McCullum's free-spirit approach was freeing during its first 12 months, an effective, well diagnosed solution to shake off the torpor that came before. The frustration now comes in how it has seemingly not evolved past that initial phase – an absence of an second phase to the initial philosophy that has seen results decline to an even record from their last 30 Tests.
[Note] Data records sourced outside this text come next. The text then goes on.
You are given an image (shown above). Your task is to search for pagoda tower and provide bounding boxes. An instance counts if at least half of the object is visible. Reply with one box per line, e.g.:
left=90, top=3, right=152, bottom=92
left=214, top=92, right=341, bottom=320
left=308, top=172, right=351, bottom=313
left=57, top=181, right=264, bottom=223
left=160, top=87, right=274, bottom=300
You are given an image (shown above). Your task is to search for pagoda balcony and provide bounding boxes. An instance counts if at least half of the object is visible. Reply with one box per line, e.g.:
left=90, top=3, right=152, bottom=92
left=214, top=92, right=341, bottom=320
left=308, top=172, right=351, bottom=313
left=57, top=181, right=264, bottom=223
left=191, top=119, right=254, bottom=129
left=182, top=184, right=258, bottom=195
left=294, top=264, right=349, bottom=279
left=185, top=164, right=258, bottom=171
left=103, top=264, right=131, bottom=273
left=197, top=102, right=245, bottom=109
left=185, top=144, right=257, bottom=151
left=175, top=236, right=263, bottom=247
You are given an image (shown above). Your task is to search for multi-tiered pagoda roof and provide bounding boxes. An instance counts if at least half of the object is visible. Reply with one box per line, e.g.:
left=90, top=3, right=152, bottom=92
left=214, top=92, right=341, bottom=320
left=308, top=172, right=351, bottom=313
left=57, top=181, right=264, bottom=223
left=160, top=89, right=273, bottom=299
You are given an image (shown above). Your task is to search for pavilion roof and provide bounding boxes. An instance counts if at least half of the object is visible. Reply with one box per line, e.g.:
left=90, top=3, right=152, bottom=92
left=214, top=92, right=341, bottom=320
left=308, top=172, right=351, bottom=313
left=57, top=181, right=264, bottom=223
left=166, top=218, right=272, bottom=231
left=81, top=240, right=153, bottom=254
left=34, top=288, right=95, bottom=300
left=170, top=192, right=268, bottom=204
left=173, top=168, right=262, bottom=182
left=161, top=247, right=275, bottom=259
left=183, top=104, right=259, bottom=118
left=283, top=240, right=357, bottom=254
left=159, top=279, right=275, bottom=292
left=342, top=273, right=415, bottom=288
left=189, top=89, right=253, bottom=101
Player Focus and Team Dilemmas

Among them is the wicketkeeper-batter, a gifted player, undoubtedly, but one who is being mercilessly targeted on both edges and has dropped two crucial opportunities as wicketkeeper. It probably does not help when your opposite number, Alex Carey, has just delivered a virtuoso display.

Based on the coach's words in the aftermath, England appear set to keep the faith with Smith in Adelaide. The hope – as is the case – is that a switch to a more familiar match environment triggers his top form, with Perth's bouncy pitch and the unfamiliar floodlit Test now out of the way.

The alternative is to implement the plan discovered during the series win in New Zealand 12 months ago by moving the batsman down to his more natural home as a busy No. 5 or 6, handing him the gloves, and selecting a new No 3. A young contender made some runs for the Lions over the weekend, or maybe Will Jacks could perform a comparable function to the former spinner in 2023.

In the end, none of this is perfect, with Australia's better fundamentals having destroyed expectations and pushed the team's entire approach into the spotlight.

Barbara Dunlap
Barbara Dunlap

Lena is a seasoned travel writer and outdoor guide with over a decade of experience exploring remote destinations and sharing practical tips.